Fergus waited expectantly for the praise that was undoubtedly on its way. Instead, a long sigh slithered down the line from Ballymane.
“Genuine to you? In your long experience in these matters, is that?” But then Mr Martyn softened a little. He’d been young once, although definitely never as green as this guy. “Look, son, your job is to expose these nutters, not take their side. I mean, I hate to disappoint you and all that, but there’s hardly a day passes in Ireland without some lunatic claiming he’s seen a vision or he’s been cured of Christ-knows what. Let’s get back to the real world, eh?” the editor said, his voice rising. “The harsh realities of life, the cut and thrust of politics, the broken homes, the – the – dog mess on the pavements. That’s what this newspaper’s for.”
“For – dog mess, Mr Martyn? Didn’t you just say that’s what a scoop was for?”

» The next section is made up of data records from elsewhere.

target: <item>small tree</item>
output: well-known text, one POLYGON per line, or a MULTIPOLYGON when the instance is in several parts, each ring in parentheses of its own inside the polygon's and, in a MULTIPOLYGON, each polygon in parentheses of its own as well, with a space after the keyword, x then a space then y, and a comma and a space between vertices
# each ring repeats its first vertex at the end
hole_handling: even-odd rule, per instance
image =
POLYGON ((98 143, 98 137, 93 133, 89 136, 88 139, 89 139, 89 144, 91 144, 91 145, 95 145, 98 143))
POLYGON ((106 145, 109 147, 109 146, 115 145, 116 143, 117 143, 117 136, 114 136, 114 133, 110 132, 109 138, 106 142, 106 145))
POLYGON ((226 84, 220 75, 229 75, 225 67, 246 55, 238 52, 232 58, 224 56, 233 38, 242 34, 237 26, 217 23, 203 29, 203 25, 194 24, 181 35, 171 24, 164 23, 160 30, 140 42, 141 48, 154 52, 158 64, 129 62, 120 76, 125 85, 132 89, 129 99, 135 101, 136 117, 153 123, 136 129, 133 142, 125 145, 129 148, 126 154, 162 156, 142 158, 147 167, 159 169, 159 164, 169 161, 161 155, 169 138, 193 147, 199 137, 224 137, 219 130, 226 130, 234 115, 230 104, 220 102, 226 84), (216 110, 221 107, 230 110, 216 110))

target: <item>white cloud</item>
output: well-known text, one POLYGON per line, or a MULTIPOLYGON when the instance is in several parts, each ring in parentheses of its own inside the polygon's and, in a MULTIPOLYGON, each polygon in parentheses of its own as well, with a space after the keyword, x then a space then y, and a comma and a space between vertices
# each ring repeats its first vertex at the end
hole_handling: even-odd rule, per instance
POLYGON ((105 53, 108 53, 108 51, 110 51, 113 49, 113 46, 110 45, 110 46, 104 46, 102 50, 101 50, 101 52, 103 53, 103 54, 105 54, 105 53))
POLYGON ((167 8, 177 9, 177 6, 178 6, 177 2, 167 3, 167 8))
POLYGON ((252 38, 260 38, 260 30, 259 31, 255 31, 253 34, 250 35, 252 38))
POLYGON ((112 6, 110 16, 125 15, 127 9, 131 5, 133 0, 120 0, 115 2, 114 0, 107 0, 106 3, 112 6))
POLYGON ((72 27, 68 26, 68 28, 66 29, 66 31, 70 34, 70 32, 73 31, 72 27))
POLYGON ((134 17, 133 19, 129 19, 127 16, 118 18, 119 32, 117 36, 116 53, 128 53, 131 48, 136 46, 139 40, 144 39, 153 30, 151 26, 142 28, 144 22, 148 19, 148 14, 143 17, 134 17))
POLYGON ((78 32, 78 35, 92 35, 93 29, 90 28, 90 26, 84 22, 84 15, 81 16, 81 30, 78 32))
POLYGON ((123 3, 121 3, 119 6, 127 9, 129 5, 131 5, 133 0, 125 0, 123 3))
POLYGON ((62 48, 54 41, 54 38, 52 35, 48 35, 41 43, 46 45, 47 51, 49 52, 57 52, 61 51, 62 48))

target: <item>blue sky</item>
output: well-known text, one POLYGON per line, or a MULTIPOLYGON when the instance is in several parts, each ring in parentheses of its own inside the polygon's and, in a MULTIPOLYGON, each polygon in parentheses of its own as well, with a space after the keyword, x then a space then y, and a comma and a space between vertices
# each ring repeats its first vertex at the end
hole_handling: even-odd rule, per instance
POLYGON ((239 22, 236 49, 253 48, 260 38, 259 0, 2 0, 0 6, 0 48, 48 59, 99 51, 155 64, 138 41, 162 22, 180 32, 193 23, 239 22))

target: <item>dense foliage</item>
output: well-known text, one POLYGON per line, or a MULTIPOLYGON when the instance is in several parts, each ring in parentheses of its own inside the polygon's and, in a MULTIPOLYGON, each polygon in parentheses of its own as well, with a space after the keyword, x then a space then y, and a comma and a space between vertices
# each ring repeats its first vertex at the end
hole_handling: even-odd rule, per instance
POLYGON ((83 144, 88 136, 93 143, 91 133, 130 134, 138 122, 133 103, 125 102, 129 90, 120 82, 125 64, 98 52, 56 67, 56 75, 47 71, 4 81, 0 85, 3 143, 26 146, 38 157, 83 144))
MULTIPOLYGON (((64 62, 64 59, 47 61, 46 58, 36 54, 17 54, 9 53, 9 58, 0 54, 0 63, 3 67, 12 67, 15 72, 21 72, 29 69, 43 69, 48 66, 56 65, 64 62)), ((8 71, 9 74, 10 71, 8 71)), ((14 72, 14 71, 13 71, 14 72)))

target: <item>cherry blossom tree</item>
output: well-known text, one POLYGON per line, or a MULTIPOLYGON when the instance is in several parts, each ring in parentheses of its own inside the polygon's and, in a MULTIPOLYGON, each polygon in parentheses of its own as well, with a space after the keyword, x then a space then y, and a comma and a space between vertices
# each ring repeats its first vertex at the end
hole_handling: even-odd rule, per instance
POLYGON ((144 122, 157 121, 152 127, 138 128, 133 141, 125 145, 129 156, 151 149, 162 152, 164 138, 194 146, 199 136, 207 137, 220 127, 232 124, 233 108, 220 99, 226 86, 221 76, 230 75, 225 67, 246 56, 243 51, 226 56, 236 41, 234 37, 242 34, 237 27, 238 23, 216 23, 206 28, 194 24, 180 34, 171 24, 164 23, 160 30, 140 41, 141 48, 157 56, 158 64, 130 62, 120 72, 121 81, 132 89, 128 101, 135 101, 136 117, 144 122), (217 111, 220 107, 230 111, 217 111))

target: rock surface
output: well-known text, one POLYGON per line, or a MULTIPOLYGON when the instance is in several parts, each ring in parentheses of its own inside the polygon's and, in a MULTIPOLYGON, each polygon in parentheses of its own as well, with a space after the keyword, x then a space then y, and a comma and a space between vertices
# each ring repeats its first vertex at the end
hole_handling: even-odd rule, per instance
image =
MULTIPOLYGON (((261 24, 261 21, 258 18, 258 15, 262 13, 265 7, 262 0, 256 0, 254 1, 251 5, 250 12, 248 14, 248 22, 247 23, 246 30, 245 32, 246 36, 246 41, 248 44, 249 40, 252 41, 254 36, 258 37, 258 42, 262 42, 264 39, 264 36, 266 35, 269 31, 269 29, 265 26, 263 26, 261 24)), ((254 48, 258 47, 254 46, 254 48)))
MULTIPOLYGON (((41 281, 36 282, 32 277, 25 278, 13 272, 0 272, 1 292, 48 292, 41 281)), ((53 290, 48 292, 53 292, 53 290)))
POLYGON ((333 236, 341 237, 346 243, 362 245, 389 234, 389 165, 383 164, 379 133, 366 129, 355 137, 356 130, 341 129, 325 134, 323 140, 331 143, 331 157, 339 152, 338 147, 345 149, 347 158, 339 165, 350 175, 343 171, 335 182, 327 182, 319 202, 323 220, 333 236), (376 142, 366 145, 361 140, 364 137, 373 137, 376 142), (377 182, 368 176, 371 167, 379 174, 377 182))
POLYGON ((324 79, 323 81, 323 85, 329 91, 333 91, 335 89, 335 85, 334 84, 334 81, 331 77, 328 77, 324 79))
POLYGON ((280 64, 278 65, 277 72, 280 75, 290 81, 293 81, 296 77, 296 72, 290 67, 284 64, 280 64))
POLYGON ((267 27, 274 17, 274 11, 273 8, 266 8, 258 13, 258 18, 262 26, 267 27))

“No, not for clearing up bloody dog mess, for . . . Jasus!” There was a short silence and then a barely audible, “God give me patience,” and then louder, but softly, “For community issues, Mr Keane!”
“But this is a community issue, Mr Martyn. And I’m absolutely certain it’s genuine. In fact, positive. And both the Church and the medical profession have upheld his claim.”